Met de oproep tot een internationaal wapenembargo tegen Israël voegt de Raad de daad bij het woord. Landen die Israël wapens leveren dienen daarvan af te zien als de wapens kunnen worden gebruikt voor rechtenschendingen. In de resolutie staat het zo:
[The Human Rights Council] urges all States to refrain from transferring arms when, in accordance with applicable national procedures and international obligations and standards, they assess that there is a clear risk that such arms might be used to commit or facilitate serious violations or abuses of international human rights law or serious violations of international humanitarian law.
The Rights Forum pleitte al veel langer voor een wapenembargo, en juicht de Nederlandse steun voor de resolutie van de Mensenrechtenraad toe. Het zou de betrokken ministers sieren op een snelle implementatie van het embargo toe te zien.

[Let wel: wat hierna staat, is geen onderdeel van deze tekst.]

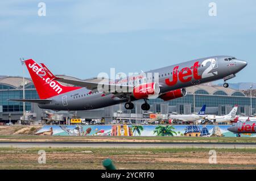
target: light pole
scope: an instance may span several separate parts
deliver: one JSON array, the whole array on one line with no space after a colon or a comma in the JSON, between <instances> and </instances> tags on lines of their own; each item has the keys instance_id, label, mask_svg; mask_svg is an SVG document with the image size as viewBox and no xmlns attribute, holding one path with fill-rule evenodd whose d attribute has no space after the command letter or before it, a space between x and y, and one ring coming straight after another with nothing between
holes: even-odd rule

Het zou hen ook sieren de eigen zakelijke transacties met de Israëlische wapenindustrie nog eens kritisch onder de loep te nemen. Onder andere het ministerie van Defensie en de Nationale Politie sloten miljoenencontracten met Elbit Systems, een paradepaardje van de Israëlische militaire industrie. Israël maakt op grote schaal gebruik van door Elbit geleverde bewapening en andere apparatuur bij het handhaven en uitbouwen van de bezetting en kolonisering van Palestina. Elbit prijst zijn wapens aan als ‘combat proven’ en ‘battle tested’, en Palestina vormt het laboratorium waar het test- en verbeterproces plaatsvindt.

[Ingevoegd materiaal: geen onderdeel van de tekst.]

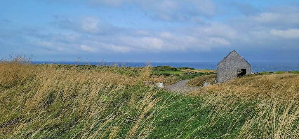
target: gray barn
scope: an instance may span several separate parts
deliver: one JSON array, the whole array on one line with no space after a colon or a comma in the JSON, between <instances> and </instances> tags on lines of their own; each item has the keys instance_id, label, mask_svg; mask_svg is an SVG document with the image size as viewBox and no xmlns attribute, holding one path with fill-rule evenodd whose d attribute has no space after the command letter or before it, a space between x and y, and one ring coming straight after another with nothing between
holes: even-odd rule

Een maand geleden riepen de voormalige ministers Jan Pronk en Laurens Jan Brinkhorst en de voormalige ambassadeur Koos van Dam – allen lid van de Raad van Advies van The Rights Forum – in een artikel de regering op de banden met de Israëlische wapenindustrie te verbreken. Voor een regering die meent dat Nederlandse wapens niet ten goede mogen komen aan Israëlische rechtenschendingen in Palestijns gebied, is het aanschaffen van wapens die in diezelfde arena zijn getest inconsequent, om niet te zeggen hypocriet.